We attribute this lack of dehydration to the increased humidity inside the hood and the lack of air circulation especially under the LL.
Absence of humidity and continuous availability of a hot dry current of air are necessary for mummification; dehydration should commence before putrefaction starts. Therefore, most natural mummifications, both in forensic and historical context, are found in arid environments Galloway et al. Additionally, we bear in mind that the transport of the LL on each observation day, of about 4 h to the hospital for the CT and MRI analysis, had a negative effect on the mummification process.
The temperature of the LL was increased afterwards—as macroscopically observed. Thus, the transport may have increased the decomposition rate. Indirect evidence for this is the better preservation observed on the skin and muscle tissue from the part of the LL that did not undergo any radiological and macroscopic examination. Better results, in terms of tissue mummification, were achieved with animal cadavers Lucas, b ; Garner, ; Ikram, Notman and Aufderheide have mummified a 17 kg dog in natron and the mummification lasted days.
The weight reduction ca. Using a long bronze wire tool with a hooked end, we attempted to extract the brain, by hooking the tissue in a manner similar to Leek's first procedure. This was found ineffective. Small pieces of the meninges were removed as the dura mater tore, but very little else adhered to the hook when it was removed. We repeatedly inserted the hook, but soon we became convinced that the brain could not be removed in this manner.

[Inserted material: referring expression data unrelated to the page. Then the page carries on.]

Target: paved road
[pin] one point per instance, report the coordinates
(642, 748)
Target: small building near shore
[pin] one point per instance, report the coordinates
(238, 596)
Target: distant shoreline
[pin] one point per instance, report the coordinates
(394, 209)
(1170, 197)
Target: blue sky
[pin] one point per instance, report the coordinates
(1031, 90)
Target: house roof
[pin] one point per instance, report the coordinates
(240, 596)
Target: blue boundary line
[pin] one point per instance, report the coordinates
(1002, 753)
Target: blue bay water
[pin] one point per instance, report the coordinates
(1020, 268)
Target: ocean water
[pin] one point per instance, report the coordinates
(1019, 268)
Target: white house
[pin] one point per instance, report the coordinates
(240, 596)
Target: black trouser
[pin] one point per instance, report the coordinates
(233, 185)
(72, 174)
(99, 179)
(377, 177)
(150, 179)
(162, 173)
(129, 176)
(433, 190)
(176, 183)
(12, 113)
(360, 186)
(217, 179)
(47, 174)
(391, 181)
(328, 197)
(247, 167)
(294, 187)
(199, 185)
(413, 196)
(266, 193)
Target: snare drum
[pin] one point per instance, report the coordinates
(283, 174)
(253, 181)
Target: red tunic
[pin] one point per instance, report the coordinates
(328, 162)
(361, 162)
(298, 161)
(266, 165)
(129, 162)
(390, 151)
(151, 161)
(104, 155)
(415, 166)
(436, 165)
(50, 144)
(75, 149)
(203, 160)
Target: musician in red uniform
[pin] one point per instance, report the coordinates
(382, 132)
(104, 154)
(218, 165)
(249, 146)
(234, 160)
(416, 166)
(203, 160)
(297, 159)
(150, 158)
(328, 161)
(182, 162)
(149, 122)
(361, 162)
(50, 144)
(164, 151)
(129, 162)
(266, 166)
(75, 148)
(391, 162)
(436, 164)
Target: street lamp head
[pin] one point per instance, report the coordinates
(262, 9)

Our final trial was on another intact specimen. Following the same procedure as before, we reached the brain from the nasal sinus area, but this time we attempted to flush the brain out by infusing the cranium with water using the positive pressure of a hydraspirator. This, too, was unsuccessful. The water and pressure exerted by the force distended the soft tissues around the orbital area of the face.
No brain tissue came out. We were now convinced that irrigation with water was not the key to the removal of the brain, but rather that maceration as described by Sudhoff was the crucial element. On May 24, we attempted both the removal of the brain and the evisceration of the body cavities in the manner we feel is the most like that performed by the ancient Egyptian embalmers.